Recentemente uma iniciativa realizada em Fortaleza indica uma boa maneira de encarar essa questão. Sábado passado, 26 de abril, a Academia Cearense de Letras inaugurou uma réplica do Café Java, histórico espaço da cidade, berço do Realismo e Simbolismo cearense. Ações como estas não servem apenas para manter, sobretudo de maneira espacial, a memória cultural e intelectual de um determinado local, servem também para formar uma nova geração de escritores, artistas e intelectuais que tenham orgulho de pertencer a uma tradição de sua própria terra.

Poderíamos fazer o mesmo em Alagoas? Lembranças a serem preservadas não faltam. Se seguíssemos o exemplo do Ceará, faríamos o mesmo com o Café Central, famoso estabelecimento localizado no cruzamento da rua do Livramento com a rua do Comércio e que serviu como ponto de encontro de grandes nomes da intelectualidade brasileira como Graciliano Ramos, Aurélio Buarque de Holanda, Rachel de Queiroz, José Lins do Rêgo, entre outros.
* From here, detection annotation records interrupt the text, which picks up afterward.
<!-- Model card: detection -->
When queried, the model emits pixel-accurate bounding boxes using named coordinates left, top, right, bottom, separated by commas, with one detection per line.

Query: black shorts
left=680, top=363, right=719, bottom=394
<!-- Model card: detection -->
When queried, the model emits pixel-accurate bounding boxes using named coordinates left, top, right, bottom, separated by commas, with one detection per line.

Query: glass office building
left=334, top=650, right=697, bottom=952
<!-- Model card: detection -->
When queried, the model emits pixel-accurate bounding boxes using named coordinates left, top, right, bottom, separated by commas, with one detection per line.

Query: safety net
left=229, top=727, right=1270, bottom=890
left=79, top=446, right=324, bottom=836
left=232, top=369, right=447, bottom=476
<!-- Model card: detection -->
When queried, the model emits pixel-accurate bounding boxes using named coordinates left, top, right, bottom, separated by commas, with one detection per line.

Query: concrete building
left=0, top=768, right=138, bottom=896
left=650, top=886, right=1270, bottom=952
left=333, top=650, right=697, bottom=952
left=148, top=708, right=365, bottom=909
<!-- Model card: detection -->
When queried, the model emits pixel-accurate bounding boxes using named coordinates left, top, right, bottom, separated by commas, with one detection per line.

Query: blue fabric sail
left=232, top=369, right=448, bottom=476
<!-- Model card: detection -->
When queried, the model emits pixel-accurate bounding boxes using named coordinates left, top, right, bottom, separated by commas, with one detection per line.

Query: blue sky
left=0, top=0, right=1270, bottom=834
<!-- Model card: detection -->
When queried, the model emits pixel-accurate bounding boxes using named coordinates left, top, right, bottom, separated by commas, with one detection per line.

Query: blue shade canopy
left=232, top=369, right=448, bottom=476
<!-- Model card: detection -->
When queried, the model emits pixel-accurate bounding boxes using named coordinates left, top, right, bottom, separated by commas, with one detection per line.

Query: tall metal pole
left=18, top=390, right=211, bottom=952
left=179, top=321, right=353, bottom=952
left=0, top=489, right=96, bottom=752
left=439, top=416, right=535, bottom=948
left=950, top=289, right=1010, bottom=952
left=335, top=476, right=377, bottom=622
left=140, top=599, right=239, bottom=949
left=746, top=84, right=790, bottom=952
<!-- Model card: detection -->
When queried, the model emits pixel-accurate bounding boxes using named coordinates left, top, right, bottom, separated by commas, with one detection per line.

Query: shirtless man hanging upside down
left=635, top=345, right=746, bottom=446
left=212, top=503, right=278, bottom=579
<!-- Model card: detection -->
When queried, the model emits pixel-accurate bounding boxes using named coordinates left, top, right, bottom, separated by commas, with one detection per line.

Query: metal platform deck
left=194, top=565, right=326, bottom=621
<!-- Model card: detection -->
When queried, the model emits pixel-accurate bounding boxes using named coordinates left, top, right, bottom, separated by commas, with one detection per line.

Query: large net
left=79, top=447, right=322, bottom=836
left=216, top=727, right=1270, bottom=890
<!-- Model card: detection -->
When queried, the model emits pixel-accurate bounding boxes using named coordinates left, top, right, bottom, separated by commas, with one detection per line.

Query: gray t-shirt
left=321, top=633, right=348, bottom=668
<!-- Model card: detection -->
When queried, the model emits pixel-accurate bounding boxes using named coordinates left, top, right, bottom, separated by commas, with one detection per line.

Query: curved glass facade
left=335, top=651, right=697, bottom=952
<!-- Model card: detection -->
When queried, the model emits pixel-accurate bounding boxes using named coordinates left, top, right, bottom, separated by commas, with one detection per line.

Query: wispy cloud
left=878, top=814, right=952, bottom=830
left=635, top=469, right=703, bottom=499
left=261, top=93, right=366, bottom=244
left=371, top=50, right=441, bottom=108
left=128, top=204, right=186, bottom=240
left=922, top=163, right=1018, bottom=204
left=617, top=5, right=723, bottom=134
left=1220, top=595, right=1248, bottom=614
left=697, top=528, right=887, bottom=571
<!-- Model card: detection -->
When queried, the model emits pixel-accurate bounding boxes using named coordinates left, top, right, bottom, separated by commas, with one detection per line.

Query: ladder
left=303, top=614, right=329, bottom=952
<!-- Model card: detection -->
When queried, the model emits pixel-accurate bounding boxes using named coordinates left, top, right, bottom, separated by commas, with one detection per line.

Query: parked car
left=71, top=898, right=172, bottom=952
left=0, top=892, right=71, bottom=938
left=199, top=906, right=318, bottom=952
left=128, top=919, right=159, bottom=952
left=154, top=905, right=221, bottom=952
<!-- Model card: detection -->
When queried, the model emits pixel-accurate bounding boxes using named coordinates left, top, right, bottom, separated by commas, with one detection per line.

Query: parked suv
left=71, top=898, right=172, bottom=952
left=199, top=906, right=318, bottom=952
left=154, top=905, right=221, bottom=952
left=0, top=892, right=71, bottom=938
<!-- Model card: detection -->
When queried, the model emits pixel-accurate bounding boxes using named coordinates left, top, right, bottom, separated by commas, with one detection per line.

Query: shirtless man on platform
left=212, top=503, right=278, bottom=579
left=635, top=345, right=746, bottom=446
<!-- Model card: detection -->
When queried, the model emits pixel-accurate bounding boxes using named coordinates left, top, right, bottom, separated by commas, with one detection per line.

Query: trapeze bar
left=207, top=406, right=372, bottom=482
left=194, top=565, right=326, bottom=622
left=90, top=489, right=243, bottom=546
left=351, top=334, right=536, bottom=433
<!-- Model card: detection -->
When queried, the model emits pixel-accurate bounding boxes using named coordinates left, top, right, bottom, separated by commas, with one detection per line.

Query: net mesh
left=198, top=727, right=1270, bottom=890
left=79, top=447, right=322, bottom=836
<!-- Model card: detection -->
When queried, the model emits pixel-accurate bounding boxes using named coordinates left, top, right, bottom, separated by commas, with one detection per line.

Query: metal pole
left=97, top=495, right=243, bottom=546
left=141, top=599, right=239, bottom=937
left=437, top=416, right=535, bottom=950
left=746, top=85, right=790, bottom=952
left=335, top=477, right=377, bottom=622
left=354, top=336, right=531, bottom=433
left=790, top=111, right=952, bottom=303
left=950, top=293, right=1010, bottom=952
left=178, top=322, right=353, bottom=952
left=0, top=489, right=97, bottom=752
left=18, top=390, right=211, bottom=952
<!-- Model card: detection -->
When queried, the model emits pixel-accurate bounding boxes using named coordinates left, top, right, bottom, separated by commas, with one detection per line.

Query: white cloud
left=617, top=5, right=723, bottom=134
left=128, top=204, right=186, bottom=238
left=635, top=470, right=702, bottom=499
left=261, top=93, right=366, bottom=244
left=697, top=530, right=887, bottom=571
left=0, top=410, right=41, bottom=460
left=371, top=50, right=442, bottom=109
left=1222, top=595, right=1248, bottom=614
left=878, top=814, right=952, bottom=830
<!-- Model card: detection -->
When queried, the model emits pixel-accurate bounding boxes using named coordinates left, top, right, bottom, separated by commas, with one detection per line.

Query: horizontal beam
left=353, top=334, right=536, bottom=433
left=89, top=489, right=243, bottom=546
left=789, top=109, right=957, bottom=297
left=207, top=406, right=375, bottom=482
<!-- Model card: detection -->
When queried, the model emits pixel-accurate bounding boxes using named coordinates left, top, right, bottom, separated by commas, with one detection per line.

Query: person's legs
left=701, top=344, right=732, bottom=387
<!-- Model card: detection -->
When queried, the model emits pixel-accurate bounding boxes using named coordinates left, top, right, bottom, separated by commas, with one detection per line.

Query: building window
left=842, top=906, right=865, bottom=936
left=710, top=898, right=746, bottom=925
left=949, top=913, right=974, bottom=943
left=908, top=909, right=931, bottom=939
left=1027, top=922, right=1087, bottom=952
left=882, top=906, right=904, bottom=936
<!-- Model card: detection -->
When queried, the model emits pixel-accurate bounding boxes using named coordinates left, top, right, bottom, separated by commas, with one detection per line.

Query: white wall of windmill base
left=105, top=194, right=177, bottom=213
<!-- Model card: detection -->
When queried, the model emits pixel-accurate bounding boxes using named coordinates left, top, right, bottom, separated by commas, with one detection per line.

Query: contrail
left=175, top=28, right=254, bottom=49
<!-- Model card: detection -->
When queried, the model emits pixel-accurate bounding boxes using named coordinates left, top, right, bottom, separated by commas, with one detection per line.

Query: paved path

Preservar a produção cultural de um lugar é manter vivas as memórias das lutas, dos sacrifícios e das conquistas. É manter vivas as tradições, as singularidades e identidades de um povo. Preservar a cultura é preservar aquilo que faz de nós justamente nós mesmos, e não um outro qualquer. Ao mesmo tempo, é a possibilidade de fazer-nos avançar, conhecendo o caminho que nossos antepassados percorreram, projetando a estrada que devemos tomar, os cruzamentos que devemos evitar.